We continue to recommend a market-weight position in S&P 500 Communication Services, alongside our market-weight call on Information Technology, which we reiterated on April 25. The sector is a lopsided barbell. Alphabet and Meta together are the only two components of the sector's Interactive Media Services industry. Together, they account for almost 80% of the industry's market capitalization and 69% of its earnings (chart). The other 20% of the industry's market-cap share is a long list of advertising, broadcasting, cable, and telecom names that have largely underperformed. Any sector-level call is really a call on Alphabet and Meta.

So far this year, Alphabet is up, while Meta is flat (chart). The divergence sharpened during the Q1 earnings season. Both beat on the top and bottom lines. Alphabet rose 10.0% after reporting a big increase in cloud revenue. Meta fell 8.6% after raising capex guidance. As a result, JPMorgan downgraded the name to "rising AI spend without a clear monetization path." Same sector, same capex story, opposite reactions. The market is rewarding companies that are clearly already monetizing their AI investments.

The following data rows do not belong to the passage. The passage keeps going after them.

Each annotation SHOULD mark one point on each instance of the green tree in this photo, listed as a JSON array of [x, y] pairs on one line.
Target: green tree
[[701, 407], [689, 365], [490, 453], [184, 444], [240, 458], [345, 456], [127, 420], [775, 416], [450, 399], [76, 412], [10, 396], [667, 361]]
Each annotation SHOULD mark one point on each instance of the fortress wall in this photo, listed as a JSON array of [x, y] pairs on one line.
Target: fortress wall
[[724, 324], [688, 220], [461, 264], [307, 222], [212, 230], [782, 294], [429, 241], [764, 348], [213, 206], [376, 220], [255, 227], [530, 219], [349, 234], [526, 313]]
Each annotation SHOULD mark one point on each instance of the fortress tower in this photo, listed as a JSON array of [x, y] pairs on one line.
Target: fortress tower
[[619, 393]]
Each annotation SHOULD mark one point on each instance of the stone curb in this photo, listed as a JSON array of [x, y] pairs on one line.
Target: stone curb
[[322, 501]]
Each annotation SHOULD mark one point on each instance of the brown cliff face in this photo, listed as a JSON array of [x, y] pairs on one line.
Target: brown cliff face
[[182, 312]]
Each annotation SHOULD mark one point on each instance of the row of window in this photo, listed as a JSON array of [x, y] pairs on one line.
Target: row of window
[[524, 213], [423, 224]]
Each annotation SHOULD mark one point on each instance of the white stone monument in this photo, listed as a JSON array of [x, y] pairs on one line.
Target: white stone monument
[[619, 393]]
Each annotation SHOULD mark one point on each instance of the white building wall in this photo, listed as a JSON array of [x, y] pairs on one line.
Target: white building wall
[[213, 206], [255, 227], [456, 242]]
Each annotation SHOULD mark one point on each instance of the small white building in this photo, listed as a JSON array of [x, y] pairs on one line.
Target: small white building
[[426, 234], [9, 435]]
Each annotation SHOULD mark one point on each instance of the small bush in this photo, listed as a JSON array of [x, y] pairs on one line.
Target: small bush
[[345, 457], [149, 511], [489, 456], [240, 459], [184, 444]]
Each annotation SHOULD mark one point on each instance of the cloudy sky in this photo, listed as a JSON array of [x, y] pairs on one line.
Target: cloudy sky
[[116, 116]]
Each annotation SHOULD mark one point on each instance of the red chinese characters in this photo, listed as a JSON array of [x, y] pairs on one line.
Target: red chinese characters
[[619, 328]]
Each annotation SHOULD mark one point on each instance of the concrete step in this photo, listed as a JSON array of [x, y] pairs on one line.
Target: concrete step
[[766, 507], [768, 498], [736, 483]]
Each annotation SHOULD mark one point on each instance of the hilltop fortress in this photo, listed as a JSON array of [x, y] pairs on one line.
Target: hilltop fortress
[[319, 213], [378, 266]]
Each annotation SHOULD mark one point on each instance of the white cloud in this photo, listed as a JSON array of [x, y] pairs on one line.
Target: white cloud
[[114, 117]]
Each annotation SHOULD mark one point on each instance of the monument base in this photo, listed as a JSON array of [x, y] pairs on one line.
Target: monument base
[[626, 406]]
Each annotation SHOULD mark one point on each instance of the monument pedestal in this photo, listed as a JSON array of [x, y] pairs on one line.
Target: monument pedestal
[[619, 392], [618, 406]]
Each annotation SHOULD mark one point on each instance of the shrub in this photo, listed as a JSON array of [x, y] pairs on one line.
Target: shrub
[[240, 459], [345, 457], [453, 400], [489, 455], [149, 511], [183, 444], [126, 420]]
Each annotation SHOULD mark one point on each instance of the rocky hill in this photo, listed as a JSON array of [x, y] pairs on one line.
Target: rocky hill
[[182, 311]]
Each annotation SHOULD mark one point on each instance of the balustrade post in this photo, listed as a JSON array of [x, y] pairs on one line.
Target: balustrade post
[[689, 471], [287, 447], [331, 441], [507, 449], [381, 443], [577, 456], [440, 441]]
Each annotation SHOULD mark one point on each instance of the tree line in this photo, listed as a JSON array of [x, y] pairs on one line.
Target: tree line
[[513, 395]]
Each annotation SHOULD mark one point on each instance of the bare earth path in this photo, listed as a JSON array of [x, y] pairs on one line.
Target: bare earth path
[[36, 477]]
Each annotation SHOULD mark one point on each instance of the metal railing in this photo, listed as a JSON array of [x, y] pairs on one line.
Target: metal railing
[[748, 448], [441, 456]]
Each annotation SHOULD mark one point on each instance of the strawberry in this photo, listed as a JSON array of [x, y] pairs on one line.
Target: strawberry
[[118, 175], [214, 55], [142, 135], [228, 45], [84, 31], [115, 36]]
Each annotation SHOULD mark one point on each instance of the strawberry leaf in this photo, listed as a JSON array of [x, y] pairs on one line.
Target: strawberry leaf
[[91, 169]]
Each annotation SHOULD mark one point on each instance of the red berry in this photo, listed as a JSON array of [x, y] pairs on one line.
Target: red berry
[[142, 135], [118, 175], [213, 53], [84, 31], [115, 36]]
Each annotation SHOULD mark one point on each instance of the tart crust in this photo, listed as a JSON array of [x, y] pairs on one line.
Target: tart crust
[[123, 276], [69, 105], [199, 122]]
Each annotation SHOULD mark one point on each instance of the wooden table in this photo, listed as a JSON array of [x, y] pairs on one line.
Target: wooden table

The Communication Services sector is up 11.1% ytd, beating the S&P 500's 8.2% gain (chart), but the headline flatters the breadth. Seven of the sector's nine main industries are still down so far this year (chart). Interactive Media Services (16.0%) and Integrated Telecom Services (1.1%) are the only positive readings.

Let's have a closer look at the sector's latest forward dynamics:
(1) Forward Earnings. The sector's forward earnings has soared to record highs since 2023 (chart). Q1 earnings growth is tracking at 54.8% y/y, the highest among all S&P 500 sectors. Annual earnings growth forecasts have also swung higher, with 2026 expectations now at 28.2%, firmly above the 18.3% recorded in 2025.

(2) Forward Revenues & Profit Margin. Q1 revenue growth is tracking at 13.6% y/y, the second-highest among all S&P 500 sectors. Annual revenue growth forecasts have been steadily revised higher, with 2026 now at 12.6%, up from 9.0% for 2025.
The sector's forward profit margin is 20.9%, the third-highest among the S&P 500 sectors, behind only Information Technology and Financials (chart). The sector's forward profit margin has steadily climbed from below 10% in the mid-2000s to record levels today.

(3) Valuation. The sector's 21.6 forward P/E is only marginally above the S&P 500's 21.1, suggesting that its valuation is attractive given its high earnings growth rate.

(4) Bottom line. S&P 500 Communication Services is a concentrated bet on AI monetization. Strong earnings growth, healthy margins, and attractive valuation underpin our market-weight call.